Simmer takes something you’ve written — a pitch email, a design spec, a system prompt, an API contract — and makes it better through repeated, structured passes. You define 2-3 criteria for “better,” and Simmer runs a generate-judge-reflect loop until the artifact stops improving or you tell it to stop.
Install
/plugin install simmer@2389-research
What it does
Each iteration has three steps:
Generate produces an improved version of the artifact, working from the judge’s feedback. The generator never sees scores — just the previous best candidate and a single directive about what to fix next.
Judge scores the new candidate 1-10 on each of your criteria and picks the single most important thing to fix next. This focused feedback is called ASI (Actionable Side Information). The judge always has the original seed and its scores as a calibration anchor, so scoring stays consistent across iterations.
Reflect records the trajectory — a table of scores across all iterations — and tracks the best candidate so far.
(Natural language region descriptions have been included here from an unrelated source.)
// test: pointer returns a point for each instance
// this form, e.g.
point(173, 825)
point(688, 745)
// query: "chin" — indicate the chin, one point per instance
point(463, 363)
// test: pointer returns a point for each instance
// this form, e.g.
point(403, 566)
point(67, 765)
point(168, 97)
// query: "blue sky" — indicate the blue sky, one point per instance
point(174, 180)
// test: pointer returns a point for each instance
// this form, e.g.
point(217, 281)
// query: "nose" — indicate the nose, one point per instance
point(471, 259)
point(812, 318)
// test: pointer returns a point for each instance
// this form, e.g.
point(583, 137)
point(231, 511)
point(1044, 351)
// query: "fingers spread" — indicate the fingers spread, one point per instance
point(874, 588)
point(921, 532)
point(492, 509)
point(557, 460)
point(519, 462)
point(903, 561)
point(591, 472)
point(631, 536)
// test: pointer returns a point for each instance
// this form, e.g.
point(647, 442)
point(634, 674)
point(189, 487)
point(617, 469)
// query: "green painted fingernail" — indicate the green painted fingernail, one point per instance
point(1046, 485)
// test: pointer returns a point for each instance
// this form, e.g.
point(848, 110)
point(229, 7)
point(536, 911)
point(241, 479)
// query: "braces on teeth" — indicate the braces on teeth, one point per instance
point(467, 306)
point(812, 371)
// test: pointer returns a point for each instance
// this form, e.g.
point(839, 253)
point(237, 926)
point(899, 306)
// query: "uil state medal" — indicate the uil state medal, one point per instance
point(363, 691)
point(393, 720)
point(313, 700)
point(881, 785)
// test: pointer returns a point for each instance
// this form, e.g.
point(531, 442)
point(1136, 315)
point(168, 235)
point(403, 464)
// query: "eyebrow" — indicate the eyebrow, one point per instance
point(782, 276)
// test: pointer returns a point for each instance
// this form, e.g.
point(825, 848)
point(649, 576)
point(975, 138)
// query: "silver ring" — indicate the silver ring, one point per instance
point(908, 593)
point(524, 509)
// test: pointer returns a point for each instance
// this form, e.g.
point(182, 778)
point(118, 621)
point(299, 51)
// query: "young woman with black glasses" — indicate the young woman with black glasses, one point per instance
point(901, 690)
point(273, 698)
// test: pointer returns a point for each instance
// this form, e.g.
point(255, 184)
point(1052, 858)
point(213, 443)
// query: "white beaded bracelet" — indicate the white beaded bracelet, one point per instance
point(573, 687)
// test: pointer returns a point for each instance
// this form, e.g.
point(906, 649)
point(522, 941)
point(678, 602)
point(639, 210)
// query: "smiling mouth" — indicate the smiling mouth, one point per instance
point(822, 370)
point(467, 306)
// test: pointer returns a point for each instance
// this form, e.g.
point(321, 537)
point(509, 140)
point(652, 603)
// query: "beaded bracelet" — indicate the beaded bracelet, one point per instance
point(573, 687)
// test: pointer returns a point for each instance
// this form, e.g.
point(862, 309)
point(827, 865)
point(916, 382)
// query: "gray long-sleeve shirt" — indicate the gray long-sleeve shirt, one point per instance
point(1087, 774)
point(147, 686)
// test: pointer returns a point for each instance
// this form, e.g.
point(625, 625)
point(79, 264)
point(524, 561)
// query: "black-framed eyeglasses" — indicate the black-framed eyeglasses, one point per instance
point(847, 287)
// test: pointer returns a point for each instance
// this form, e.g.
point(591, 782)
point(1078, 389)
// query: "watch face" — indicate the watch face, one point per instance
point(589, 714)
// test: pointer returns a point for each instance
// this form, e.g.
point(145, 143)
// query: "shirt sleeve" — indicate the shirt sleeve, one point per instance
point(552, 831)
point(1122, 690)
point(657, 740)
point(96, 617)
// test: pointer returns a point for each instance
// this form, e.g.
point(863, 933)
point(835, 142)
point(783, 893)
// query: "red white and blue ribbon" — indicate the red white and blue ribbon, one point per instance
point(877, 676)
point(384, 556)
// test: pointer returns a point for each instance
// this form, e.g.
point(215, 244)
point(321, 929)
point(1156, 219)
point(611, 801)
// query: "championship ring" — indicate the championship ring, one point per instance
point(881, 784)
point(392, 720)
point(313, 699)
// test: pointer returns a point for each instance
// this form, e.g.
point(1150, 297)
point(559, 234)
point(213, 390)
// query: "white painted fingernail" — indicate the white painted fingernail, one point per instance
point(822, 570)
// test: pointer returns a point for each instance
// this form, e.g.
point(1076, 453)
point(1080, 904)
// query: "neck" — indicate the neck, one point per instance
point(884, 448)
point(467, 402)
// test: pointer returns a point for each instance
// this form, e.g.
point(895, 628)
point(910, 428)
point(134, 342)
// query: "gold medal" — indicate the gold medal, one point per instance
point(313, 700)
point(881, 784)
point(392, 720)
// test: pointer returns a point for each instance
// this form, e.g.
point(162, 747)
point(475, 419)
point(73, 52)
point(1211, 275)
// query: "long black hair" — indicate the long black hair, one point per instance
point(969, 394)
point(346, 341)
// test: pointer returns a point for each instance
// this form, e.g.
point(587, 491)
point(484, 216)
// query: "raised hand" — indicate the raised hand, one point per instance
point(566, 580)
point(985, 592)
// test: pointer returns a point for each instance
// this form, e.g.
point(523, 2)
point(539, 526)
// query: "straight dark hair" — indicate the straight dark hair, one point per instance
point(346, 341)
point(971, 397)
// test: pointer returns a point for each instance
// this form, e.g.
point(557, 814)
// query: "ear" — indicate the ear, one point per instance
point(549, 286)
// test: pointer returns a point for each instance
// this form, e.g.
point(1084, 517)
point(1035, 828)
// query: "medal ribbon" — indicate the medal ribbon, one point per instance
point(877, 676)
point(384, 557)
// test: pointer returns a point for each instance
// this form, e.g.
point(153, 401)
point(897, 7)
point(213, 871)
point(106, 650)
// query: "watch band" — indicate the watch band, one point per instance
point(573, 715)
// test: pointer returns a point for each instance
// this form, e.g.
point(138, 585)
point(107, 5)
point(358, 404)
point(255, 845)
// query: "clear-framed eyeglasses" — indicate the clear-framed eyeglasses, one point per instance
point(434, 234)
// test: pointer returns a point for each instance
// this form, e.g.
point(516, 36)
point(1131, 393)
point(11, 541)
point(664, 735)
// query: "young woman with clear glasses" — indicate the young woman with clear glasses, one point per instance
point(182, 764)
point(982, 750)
If an iteration regresses, the next generator gets the best version, not the worse one.
You get a running score table like this:
| Iter | Criterion A | Criterion B | Criterion C | Composite | Key Change |
|---|---|---|---|---|---|
| 0 | 4 | 5 | 3 | 4.0 | seed |
| 1 | 7 | 5 | 4 | 5.3 | specific problem statement |
| 2 | 7 | 6 | 6 | 6.3 | low-friction CTA |
| 3 | 7 | 7 | 8 | 7.3 | peer-sharing tone |
After each batch of iterations, Simmer asks if you want to keep going.
How it works
The four subskills (setup, generator, judge, reflect) are deliberately isolated from each other’s context:
- Generator doesn’t see scores — prevents optimizing for numbers instead of quality
- Judge doesn’t see previous iterations’ scores — prevents anchoring bias
- Reflect is the only role with the full picture — it decides what gets passed forward
This isolation is the main design bet. Scattered “fix everything” feedback tends to produce lateral moves. One focused fix per round compounds into real improvement.
Works on anything Claude can read and produce: documents, emails, prompts, specs, creative writing, API designs. You pick the criteria that matter for your artifact type.
Requirements
Claude Code with the plugin system enabled. Part of the 2389 plugin marketplace — installable independently from the test-kitchen family.